Lipcowa impreza stała się tematem numer jeden w Krakowie, elektryzuje wszystkich mieszkańców. Tyle że coraz rzadziej dyskutuje się o niej w kontekście pięknego spotkania chrześcijan. Raczej mówi się o zagrożeniu terrorystycznym.
Strach się udziela.

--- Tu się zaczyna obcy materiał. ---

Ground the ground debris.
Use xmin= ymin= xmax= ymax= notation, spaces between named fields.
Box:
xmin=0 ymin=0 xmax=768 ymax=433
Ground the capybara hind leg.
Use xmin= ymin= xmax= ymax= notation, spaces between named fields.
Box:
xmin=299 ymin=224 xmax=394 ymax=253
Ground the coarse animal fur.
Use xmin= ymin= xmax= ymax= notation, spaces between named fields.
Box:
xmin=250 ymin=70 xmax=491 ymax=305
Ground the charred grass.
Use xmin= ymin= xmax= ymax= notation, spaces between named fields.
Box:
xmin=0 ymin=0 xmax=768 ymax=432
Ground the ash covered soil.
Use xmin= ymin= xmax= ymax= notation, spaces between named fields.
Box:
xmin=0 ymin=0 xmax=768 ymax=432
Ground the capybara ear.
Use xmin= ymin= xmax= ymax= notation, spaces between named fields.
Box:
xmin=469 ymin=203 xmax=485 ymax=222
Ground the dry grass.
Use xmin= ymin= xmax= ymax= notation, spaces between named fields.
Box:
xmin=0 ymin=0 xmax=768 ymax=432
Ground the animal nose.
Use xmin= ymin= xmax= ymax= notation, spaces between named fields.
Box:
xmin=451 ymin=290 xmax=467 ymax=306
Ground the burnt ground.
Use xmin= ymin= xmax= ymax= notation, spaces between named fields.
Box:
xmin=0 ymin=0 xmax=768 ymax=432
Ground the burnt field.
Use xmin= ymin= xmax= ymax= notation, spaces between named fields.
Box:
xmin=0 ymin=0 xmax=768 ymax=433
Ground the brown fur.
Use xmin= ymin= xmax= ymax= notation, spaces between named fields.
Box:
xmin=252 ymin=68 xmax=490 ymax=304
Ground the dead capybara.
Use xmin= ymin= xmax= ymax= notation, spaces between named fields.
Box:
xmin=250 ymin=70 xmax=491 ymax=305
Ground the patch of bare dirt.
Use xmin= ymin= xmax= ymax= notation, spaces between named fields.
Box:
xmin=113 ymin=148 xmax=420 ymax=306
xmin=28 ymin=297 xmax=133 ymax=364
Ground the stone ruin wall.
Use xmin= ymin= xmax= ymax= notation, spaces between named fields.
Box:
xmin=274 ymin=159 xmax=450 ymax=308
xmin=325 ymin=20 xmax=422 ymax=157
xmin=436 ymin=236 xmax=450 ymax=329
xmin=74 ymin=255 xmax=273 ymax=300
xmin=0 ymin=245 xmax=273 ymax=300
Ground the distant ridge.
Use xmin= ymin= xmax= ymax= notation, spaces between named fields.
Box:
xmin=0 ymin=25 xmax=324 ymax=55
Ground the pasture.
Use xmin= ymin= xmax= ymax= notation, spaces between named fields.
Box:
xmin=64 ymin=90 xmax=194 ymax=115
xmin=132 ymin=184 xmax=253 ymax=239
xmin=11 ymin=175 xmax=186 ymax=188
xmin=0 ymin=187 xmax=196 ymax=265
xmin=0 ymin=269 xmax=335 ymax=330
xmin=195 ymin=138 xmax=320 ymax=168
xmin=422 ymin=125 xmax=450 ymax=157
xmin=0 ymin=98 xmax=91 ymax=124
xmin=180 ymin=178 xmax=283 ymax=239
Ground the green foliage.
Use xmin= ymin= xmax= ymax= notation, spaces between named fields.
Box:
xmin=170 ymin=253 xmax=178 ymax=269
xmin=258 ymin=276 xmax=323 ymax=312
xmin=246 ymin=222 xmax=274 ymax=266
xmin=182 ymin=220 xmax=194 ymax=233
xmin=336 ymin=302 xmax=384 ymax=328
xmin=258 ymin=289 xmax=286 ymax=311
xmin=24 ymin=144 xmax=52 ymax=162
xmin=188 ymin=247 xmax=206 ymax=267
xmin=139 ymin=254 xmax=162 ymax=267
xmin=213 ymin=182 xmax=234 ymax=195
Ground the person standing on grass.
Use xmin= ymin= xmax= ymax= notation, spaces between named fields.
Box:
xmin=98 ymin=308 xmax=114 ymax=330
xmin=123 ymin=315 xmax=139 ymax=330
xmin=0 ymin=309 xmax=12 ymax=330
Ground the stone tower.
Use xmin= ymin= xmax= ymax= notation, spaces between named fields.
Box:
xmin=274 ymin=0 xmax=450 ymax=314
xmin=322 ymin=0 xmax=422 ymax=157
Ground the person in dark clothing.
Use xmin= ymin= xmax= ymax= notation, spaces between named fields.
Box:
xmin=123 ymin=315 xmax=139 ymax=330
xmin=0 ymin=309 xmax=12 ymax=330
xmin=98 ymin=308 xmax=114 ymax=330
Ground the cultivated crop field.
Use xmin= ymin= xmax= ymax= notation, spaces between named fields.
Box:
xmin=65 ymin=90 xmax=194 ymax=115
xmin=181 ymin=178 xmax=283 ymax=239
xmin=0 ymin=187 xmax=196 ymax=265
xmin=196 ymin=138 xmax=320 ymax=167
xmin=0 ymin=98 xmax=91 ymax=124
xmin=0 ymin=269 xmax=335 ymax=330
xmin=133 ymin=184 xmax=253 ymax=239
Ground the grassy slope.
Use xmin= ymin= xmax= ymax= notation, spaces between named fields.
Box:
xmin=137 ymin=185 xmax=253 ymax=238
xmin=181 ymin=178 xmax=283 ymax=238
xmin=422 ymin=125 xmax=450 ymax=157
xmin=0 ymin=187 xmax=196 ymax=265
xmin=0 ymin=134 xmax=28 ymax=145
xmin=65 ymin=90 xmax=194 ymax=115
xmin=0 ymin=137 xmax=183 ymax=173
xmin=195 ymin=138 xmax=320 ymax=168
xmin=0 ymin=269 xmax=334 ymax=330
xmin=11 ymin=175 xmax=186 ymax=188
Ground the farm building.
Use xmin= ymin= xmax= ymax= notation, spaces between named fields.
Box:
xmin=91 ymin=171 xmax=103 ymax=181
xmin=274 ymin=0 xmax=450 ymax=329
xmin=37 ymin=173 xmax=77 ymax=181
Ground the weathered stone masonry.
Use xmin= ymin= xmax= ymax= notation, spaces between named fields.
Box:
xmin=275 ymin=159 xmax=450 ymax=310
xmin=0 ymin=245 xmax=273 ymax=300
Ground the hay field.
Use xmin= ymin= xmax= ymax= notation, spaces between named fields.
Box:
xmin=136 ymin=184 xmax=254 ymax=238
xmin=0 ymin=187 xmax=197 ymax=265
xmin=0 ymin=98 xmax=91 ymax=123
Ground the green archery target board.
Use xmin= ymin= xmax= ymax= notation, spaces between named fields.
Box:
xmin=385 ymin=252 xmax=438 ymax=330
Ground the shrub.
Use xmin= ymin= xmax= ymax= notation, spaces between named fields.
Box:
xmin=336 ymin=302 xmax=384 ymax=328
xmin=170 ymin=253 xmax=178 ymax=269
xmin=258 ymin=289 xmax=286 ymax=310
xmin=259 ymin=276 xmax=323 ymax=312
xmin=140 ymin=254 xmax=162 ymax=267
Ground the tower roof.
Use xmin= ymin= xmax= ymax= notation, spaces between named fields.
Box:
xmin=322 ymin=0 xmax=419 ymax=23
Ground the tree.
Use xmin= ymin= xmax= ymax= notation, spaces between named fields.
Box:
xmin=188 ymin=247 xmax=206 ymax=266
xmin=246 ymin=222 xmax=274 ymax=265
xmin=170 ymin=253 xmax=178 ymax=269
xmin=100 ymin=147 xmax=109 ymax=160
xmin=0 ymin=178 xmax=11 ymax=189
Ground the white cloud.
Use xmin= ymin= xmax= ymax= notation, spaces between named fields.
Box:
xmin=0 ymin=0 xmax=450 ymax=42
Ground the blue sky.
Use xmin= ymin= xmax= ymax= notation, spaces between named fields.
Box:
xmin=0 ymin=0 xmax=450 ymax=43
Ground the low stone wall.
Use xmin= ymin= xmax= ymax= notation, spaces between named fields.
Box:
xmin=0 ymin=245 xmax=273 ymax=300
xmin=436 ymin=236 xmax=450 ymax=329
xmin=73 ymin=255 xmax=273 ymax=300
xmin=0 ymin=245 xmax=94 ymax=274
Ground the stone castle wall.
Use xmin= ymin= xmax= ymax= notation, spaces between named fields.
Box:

Sama miewam ostatnio koszmary, w których Kraków staje się celem terrorystów, a kiedy kilka tygodni temu zobaczyłam w sklepie odzieżowym w centrum Londynu inwalidkę w burce, która przeszukiwała wieszaki z fikuśnymi bluzkami (no po co jej te bluzki, skoro chodzi w burce!), zaczęłam obsesyjnie się zastanawiać, czy do jej wózka nie są przypięte materiały wybuchowe.
Ale STOP. W wyświechtanym zdaniu „o to właśnie terrorystom chodzi” jest dużo racji. Bo właśnie to są ich cele: żebyśmy się bali, żebyśmy sobie nie ufali, żebyśmy przestali uważać Europę za bezpieczne miejsce.
W zamachach w Paryżu i w Brukseli zginęły łącznie 164 osoby. Ale - nie relatywizując ohydy czynu terrorystów i dramatu ich ofiar - tyle samo osób ginie na europejskich drogach w ciągu dwóch dni. Tak samo jak uczymy się zasad bezpieczeństwa ruchu drogowego, tak samo powinniśmy wiedzieć, jak reagować w przypadku zamachów. Uważajmy więc, ale nie popadajmy w paranoję, nie nakręcajmy siebie i innych. Przecież „o to im chodzi”.